Not All Chevrolet Bolt Owners Aware Of Constantly Updating Parking Rules

by Aryn Plax

Sep 23, 2021

In the wake of expanded recalls for Chevrolet Bolt EVs that could catch fire, not all Chevrolet Bolt owners are abiding by General Motors’ safety guidelines.

A study by Recurrent reveals that potentially 30% of newer Chevrolet Bolt owners are charging their vehicles beyond the guidelines recommended as part of the Chevy Bolt EV recall. The guidelines recommend that charging be limited to 90% capacity to prevent battery fires. However, according to Recurrent, some owners may need more range for their commutes than the guidelines allow.

Kelley Blue Book states that some drivers are unaware of the recall guidelines. Though General Motors uses its stored contact information to reach out to current vehicle owners, some people move or change their phone numbers or email addresses.

Recently, though, General Motors has announced several guideline updates, some of which may be hard—and, in many cases, impossible–for vehicle owners to follow.

Long-standing safety guidelines include avoiding depletion of the battery below a range of 70 miles, not parking the car in a garage, and avoiding charging the vehicles overnight.

A red car drives in a parking lot.

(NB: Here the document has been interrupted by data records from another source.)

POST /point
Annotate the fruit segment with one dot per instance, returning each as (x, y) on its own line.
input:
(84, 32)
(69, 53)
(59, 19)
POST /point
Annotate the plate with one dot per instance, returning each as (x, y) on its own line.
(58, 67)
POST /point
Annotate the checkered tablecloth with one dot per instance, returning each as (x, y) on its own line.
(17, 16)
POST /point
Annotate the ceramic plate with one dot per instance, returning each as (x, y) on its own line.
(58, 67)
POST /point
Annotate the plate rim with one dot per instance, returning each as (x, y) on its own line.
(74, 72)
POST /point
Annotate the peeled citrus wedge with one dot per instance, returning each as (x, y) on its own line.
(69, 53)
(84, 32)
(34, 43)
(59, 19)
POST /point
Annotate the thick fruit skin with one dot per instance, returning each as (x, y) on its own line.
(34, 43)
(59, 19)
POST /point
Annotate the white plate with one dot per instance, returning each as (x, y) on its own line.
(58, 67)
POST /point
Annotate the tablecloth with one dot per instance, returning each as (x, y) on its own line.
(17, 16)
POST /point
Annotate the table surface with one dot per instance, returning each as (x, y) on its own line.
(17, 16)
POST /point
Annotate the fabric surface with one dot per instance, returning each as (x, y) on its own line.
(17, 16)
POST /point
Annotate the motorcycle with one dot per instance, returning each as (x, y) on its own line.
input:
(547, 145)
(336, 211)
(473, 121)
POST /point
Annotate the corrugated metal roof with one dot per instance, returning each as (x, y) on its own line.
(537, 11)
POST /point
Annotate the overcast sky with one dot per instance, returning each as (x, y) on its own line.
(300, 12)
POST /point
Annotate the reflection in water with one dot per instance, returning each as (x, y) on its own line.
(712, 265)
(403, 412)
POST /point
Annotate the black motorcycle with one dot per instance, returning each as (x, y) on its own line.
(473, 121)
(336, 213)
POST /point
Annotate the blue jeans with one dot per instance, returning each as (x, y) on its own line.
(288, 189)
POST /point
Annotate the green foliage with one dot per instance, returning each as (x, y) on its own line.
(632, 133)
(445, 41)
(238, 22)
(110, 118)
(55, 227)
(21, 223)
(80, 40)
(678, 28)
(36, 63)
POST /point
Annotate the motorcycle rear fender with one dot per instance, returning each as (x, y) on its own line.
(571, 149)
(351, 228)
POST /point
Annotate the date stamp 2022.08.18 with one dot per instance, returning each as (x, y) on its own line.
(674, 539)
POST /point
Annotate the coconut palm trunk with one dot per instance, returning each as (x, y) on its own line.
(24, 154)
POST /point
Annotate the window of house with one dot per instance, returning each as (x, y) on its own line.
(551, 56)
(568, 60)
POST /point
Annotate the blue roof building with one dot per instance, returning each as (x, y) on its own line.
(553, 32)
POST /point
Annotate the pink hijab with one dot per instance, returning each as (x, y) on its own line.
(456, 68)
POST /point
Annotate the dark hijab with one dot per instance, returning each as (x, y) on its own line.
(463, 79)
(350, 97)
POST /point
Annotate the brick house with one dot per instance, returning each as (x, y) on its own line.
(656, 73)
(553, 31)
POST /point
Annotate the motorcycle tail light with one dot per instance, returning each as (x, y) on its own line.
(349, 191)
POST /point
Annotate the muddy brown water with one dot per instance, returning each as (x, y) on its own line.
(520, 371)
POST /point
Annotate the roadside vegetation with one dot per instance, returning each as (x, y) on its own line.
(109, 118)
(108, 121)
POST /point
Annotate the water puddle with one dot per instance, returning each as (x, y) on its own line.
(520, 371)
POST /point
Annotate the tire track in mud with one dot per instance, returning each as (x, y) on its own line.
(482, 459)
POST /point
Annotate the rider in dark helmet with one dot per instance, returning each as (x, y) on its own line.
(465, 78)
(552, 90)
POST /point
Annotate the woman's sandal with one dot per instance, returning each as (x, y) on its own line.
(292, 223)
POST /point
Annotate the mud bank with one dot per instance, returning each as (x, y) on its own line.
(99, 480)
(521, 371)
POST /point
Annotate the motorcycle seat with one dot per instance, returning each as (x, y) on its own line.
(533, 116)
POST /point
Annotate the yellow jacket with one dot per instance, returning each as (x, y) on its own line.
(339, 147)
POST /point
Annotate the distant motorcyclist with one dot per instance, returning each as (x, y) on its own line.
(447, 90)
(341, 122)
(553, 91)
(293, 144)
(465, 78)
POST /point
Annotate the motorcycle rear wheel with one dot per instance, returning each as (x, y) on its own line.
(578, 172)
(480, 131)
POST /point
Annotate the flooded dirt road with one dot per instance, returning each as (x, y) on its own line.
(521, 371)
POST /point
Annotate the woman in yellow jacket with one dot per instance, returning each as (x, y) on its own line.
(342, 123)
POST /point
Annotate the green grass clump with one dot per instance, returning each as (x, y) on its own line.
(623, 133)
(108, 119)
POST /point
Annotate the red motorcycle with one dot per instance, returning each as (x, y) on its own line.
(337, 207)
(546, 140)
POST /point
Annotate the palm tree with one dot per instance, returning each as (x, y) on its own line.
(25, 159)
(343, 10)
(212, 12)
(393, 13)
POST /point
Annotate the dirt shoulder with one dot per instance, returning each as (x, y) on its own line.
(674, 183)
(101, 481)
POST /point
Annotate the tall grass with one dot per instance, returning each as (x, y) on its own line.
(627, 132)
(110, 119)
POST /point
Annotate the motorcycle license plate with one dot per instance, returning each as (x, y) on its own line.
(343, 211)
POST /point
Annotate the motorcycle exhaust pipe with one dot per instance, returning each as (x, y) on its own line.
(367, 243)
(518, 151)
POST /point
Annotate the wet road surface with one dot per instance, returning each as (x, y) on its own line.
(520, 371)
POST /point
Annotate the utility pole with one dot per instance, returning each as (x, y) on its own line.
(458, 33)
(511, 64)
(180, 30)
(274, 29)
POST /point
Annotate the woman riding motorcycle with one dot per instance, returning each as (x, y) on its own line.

All of the parking spaces immediately surrounding the red car are occupied.

On September 16, General Motors added new recommendations: Chevrolet Bolt owners should park on open decks, or on top floors of parking garages. Additionally, GM advised Chevy Bolt owners to park at least 50 feet away from other vehicles, an impossibility for most of those who live in cities.

A week later, General Motors spokesperson Kevin Kelly backpedaled, telling the Detroit Free Press that Chevrolet Bolt owners who are following the other safety guidelines can park in parking structures and within 50 feet of other vehicles, as long as they leave “ample space” between vehicles.

The recall, which includes all 2017–2022 Chevrolet Bolt electric vehicles and 2020 Chevrolet Bolt electric utility vehicles, could cost General Motors up to $1.8 billion.

General Motors said it will only start replacing battery modules when it and LG, the battery manufacturer, are confident that the batteries are safe and defect-free. General Motors will issue 8-year/100,000 mile warranties for the replacement batteries.